Sunday, November 06, 2016

The Reforming Senate

If Meech Lake had passed, the Senate would have been reformed. Ken Whyte writes that Peter Lougheed understood just how radically the Red Chamber would have been transformed:

Mr. Lougheed was a great careerist as well as a great politician, and he had thought about Senate reform with both career and politics in mind. He believed that any step toward Senate reform would transform the institution at the expense of the House of Commons, so much so, he said, that “if I was starting out in national politics today, there’s no way I’d waste my time in the Commons. I’d want to be in a reformed Senate.”

He started with the math. Try it yourself. There are 338 members in the House of Commons (there were slightly fewer back then). There are 105 members of the Senate. If you’re an ambitious politician, do you want to be one of 338 or one of 105?

Justin Trudeau has begun the process of making the majority of Senators independent. Inevitably, that will mean changes:

Senators no longer bound to party caucuses will form their own caucuses and alliances. They will learn to pool their votes, or log roll. The lists of amendments appended to bills from the Commons will get longer and longer, and the negotiations between the chambers to land a bill will get tougher. 

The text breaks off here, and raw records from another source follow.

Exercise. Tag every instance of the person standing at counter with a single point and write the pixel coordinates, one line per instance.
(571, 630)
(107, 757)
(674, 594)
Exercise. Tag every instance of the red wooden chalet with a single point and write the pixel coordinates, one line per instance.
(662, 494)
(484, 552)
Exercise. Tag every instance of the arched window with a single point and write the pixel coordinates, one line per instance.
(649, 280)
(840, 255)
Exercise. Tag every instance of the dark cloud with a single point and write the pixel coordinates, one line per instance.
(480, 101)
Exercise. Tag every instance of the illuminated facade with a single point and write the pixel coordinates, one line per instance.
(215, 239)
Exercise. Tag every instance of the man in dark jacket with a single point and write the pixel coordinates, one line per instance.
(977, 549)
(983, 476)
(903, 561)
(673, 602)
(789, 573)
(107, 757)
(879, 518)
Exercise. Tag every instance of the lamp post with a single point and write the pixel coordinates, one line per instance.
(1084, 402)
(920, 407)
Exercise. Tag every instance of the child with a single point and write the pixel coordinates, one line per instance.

Eventually some senator will draft an act all on his lonesome, and after that they’ll all be draftsmen.
Corporations, lobbyists, special interest groups and ambassadors will start spending time with senators, especially committee chairs, who will become as important as cabinet ministers in Ottawa (and more expert, given the odds on their longevity).

Senators will become head-table fixtures at chamber of commerce luncheons and prized guests on television shows. Not only will these outside forces want to meet and buy senators, they’ll eventually try to plant their own people on lists for consideration as new senators.

Just how things will sort themselves out is hard to know. But the Senate will no longer be a place where nothing important happens. And the tensions between the Green and the Red Chambers will increase.

If  Lougheed were alive today, he'd want to be there -- watching the Senate reform itself.

Image: CBC


Dana said...

Tiptoeing toward a republic.

Owen Gray said...

Possibly, Dana. The separation of powers.